Para los blancos, el acto revolucionario no es oscurecerse y pretender compartir esa memoria histórica; más bien, exige que a pesar de la blancura de uno, se coloque a la humanidad por encima de la piel y las presunciones de raza, para decir que mi pueblo vivirá incluso cuando la supremacía blanca deba morir. Es seguir siendo blanco y, sin embargo, desafiar lo que eso significa en la sociedad esforzándose por cambiar esa sociedad todos los días. Por el contrario, una persona blanca que ha vivido como afroamericano desde poco antes de la llegada de la administración Obama tiene efectivamente siete años en los años negros, e incluso entonces está menos desgastado por lo que eso significa que cualquier niño negro real de siete años en esta época. país. Una imitación tal vez, posiblemente incluso buena, pero una imitación al fin y al cabo. Y el mimetismo no es solidaridad.

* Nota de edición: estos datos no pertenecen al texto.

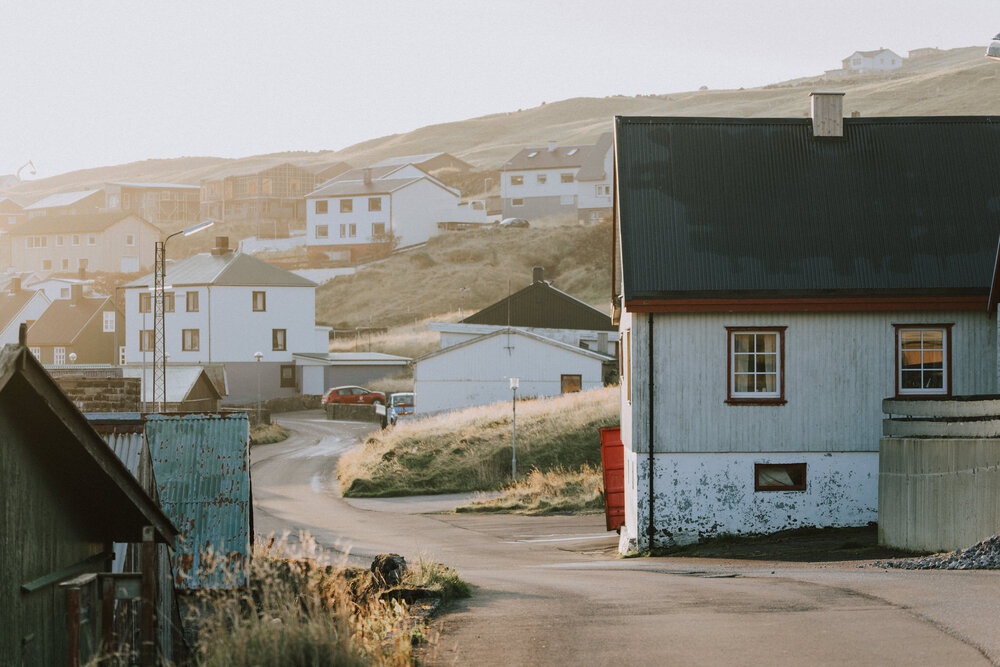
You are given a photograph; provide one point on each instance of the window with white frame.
(923, 359)
(756, 365)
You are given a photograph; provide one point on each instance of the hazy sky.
(102, 82)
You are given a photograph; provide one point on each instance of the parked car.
(400, 405)
(353, 395)
(514, 222)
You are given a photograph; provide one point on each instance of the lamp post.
(258, 356)
(159, 327)
(514, 382)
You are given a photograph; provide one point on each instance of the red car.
(353, 395)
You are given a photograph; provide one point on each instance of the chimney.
(827, 114)
(221, 246)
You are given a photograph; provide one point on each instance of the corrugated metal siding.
(838, 368)
(202, 468)
(722, 207)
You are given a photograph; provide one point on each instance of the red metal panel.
(613, 465)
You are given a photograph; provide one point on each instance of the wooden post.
(147, 622)
(73, 625)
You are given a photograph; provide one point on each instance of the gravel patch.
(984, 555)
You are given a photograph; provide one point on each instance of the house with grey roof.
(574, 180)
(775, 280)
(553, 342)
(224, 307)
(114, 242)
(17, 306)
(370, 211)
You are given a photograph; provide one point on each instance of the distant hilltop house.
(363, 212)
(559, 180)
(158, 203)
(867, 62)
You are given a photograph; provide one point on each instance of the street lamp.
(514, 382)
(159, 328)
(258, 356)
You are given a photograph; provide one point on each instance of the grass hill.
(468, 270)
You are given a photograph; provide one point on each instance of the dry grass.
(552, 492)
(470, 450)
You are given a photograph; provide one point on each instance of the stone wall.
(92, 394)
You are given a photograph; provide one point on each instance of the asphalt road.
(552, 590)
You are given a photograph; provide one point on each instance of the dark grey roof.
(725, 208)
(232, 269)
(540, 305)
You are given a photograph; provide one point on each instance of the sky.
(106, 82)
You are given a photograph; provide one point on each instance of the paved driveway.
(552, 590)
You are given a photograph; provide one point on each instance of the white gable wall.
(479, 373)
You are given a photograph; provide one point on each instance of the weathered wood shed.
(66, 498)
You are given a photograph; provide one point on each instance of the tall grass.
(470, 450)
(300, 612)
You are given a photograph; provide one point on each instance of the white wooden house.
(866, 62)
(225, 307)
(776, 279)
(358, 212)
(559, 180)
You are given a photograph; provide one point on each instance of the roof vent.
(827, 114)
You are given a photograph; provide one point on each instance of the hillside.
(955, 82)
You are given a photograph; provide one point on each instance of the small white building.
(866, 62)
(225, 307)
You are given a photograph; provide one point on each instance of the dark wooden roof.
(541, 305)
(72, 458)
(745, 208)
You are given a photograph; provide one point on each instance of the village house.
(268, 196)
(67, 498)
(19, 306)
(224, 307)
(552, 342)
(116, 242)
(162, 204)
(365, 212)
(78, 330)
(867, 62)
(776, 279)
(559, 180)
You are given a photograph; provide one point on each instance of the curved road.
(551, 590)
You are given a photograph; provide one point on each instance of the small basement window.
(779, 477)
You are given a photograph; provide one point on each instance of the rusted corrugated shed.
(202, 468)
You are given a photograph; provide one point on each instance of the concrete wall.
(938, 494)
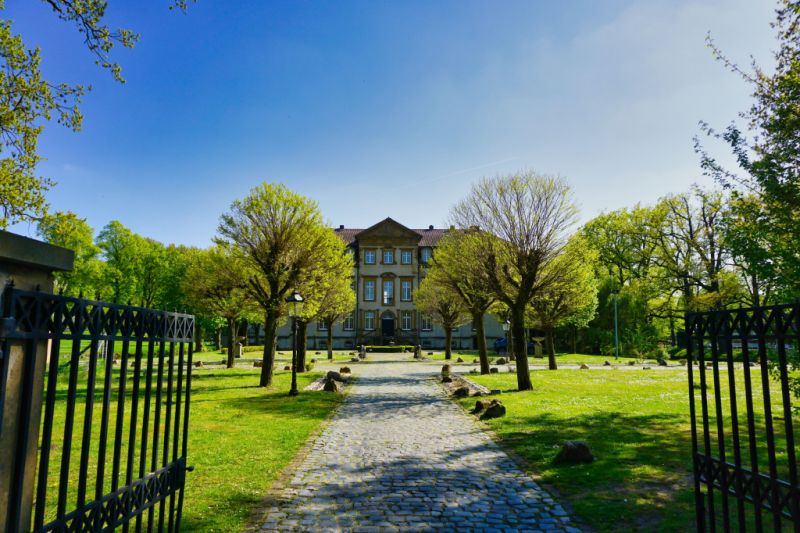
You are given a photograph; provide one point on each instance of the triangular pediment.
(388, 230)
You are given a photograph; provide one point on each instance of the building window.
(405, 291)
(425, 255)
(388, 292)
(348, 322)
(427, 324)
(405, 320)
(369, 290)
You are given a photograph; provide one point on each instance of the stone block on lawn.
(461, 392)
(331, 385)
(494, 410)
(336, 376)
(574, 452)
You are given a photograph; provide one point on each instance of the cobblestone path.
(399, 455)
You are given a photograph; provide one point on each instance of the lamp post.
(615, 292)
(295, 301)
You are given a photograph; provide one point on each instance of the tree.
(571, 297)
(27, 101)
(454, 268)
(279, 232)
(66, 229)
(216, 285)
(444, 306)
(767, 149)
(524, 219)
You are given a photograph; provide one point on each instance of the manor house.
(390, 261)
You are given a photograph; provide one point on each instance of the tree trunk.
(302, 327)
(518, 338)
(198, 338)
(329, 325)
(270, 331)
(551, 350)
(231, 336)
(477, 323)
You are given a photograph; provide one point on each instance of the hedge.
(390, 349)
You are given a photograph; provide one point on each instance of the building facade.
(390, 261)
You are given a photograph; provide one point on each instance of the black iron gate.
(114, 412)
(741, 389)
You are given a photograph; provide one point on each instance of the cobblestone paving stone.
(399, 456)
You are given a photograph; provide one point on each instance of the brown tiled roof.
(429, 236)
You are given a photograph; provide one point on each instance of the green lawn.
(240, 437)
(636, 421)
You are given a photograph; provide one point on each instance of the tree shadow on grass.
(640, 480)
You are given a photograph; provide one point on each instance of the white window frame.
(405, 321)
(406, 286)
(369, 283)
(388, 296)
(426, 323)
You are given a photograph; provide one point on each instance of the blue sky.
(381, 109)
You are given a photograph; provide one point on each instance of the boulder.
(461, 392)
(494, 410)
(574, 452)
(481, 405)
(334, 376)
(331, 385)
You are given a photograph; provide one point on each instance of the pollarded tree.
(524, 221)
(279, 231)
(454, 267)
(216, 285)
(70, 231)
(444, 306)
(571, 296)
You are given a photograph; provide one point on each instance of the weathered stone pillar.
(30, 265)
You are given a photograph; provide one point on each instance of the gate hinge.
(8, 326)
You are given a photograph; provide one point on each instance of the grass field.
(637, 423)
(240, 437)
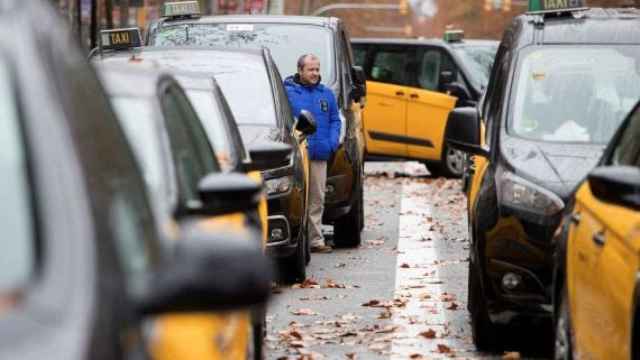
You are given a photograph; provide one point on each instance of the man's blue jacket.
(320, 101)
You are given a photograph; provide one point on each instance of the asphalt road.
(402, 293)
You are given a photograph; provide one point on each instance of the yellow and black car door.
(385, 114)
(603, 264)
(428, 105)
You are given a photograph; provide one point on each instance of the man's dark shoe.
(322, 249)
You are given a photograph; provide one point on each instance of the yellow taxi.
(597, 283)
(172, 158)
(412, 85)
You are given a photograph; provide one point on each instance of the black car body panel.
(515, 240)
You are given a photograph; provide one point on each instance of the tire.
(347, 230)
(563, 343)
(451, 163)
(294, 268)
(485, 334)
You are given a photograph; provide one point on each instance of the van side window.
(389, 65)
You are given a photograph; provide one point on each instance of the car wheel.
(451, 163)
(347, 229)
(562, 347)
(294, 268)
(485, 334)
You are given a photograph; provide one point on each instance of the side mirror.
(268, 155)
(360, 83)
(463, 131)
(208, 273)
(227, 193)
(306, 123)
(616, 184)
(460, 91)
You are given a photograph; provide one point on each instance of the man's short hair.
(303, 58)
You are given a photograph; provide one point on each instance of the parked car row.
(552, 209)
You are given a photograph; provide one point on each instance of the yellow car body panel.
(480, 164)
(206, 335)
(601, 278)
(262, 207)
(427, 114)
(202, 336)
(405, 121)
(385, 114)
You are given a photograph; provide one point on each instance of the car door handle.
(575, 218)
(598, 238)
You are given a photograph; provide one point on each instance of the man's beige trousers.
(317, 185)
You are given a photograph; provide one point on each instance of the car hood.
(252, 134)
(558, 167)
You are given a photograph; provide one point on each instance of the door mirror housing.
(226, 193)
(268, 155)
(463, 131)
(208, 273)
(306, 123)
(359, 90)
(618, 185)
(460, 91)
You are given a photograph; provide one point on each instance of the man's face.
(310, 72)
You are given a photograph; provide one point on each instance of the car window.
(308, 39)
(136, 115)
(18, 255)
(207, 107)
(574, 93)
(192, 155)
(359, 54)
(627, 150)
(389, 65)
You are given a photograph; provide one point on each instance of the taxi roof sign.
(181, 9)
(120, 39)
(542, 6)
(453, 35)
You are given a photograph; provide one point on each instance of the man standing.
(306, 93)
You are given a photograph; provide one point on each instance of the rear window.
(18, 255)
(285, 41)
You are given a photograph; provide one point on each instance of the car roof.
(259, 19)
(421, 41)
(590, 26)
(117, 79)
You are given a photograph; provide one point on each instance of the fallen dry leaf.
(302, 312)
(511, 355)
(429, 334)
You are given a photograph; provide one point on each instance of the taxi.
(262, 114)
(563, 81)
(183, 25)
(597, 288)
(174, 174)
(83, 263)
(413, 84)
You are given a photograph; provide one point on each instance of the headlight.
(278, 185)
(521, 194)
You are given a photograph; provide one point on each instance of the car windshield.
(278, 38)
(574, 93)
(207, 108)
(18, 255)
(136, 116)
(479, 60)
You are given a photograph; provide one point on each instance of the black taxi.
(83, 262)
(562, 82)
(183, 25)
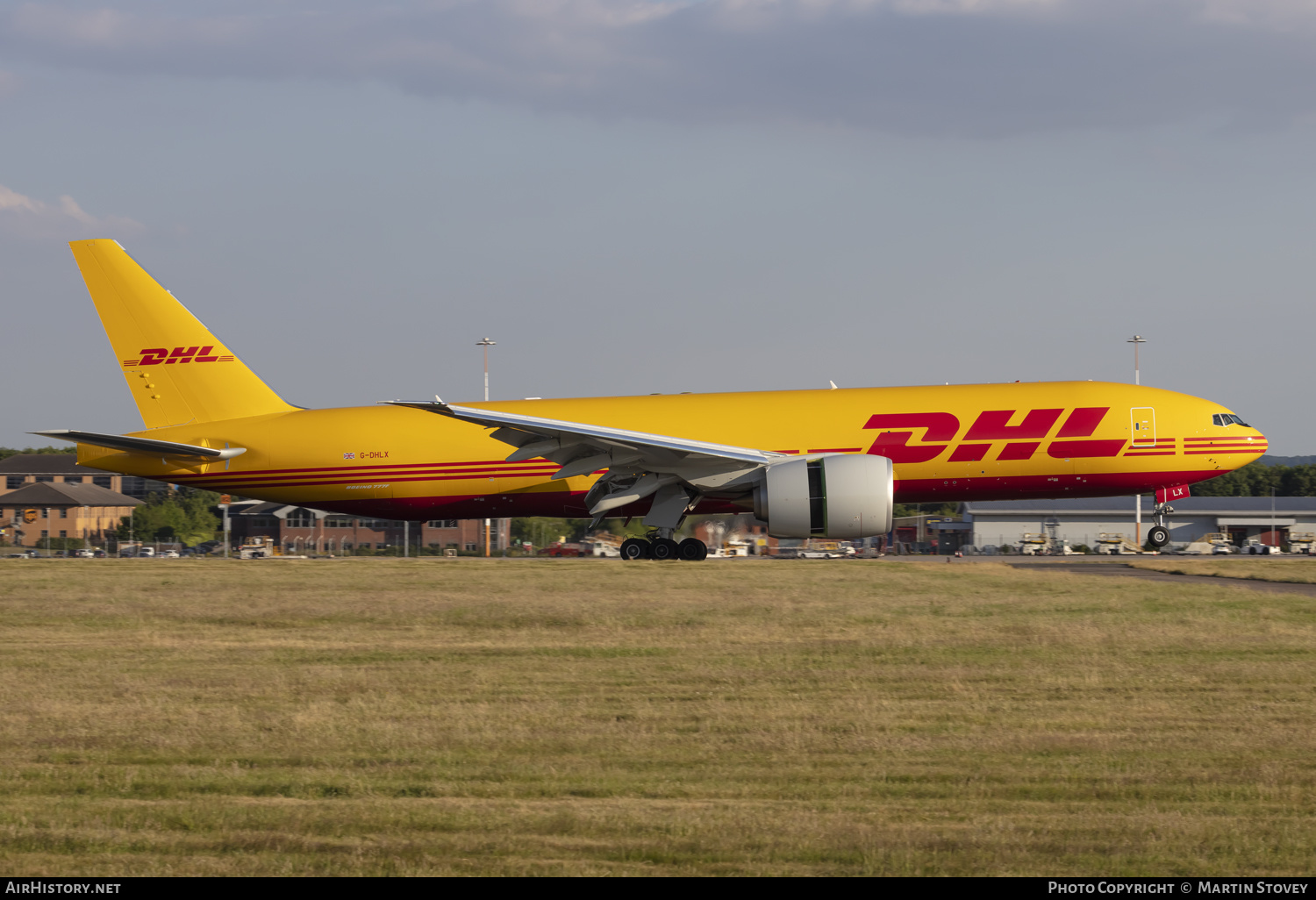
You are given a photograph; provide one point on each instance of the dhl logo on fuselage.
(163, 355)
(1023, 439)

Lo más inquietante de todo es que había otro camino, por mucho que Dolezal no mostrara interés en recorrerlo. Ya sea intencionado o no, al negar la historia (e incluso la posibilidad aparente) de una verdadera solidaridad antirracista blanca, Dolezal finalmente le dio una bofetada a esa historia al decir que no era lo suficientemente bueno para que ella se uniera. Que la tradición de John Brown, de John Fee, de las hermanas Grimke, de Anne y Carl Braden y Bob y Dottie Zellner, por nombrar algunos, no era una herencia lo suficientemente significativa como para que ella la reclamara. No estaba dispuesta a pagar sus deudas, a seguir el ejemplo de la gente de color. Ella no quería hacer el trabajo duro y desordenado, luchar con otros blancos y desafiarlos, que es lo que SNCC nos dijo a los blancos que hiciéramos en 1967, y lo que Malcolm ya había dicho poco antes de su muerte. Quería terminar por completo con los blancos, sumergirse en la oscuridad, pero, como persona blanca, sabía que nunca podría lograrlo por completo. Y entonces, en cambio, esto.
Aquí hay una lección para aquellos de nosotros que somos blancos y nos preocupamos profundamente por la equidad, la justicia y la liberación racial: lo que debemos cultivar es una auténtica identidad blanca antirracista. No podemos despojarnos de nuestra piel, ni de nuestros privilegios como un abrigo anticuado. No son accesorios que se pueden usar o no como uno quiera, sino más bien recordatorios persistentes de una sociedad que aún no es real, razón por la cual debemos trabajar con personas de color para derrocar el sistema que otorga esos privilegios. Pero la palabra clave aquí es con la gente de color, no como ellos. Debemos estar dispuestos a hacer el difícil trabajo de encontrar una forma diferente de vivir en esta piel.
Ése es el crisol de la blancura para nosotros, y es más que suficiente para que lo soportemos, y exactamente tanto como debemos. No necesitamos aparentar las cargas de los demás para ocuparnos de hacer que nuestra blancura, aunque todavía visible, ya no sea relevante para nuestro lugar en el mundo.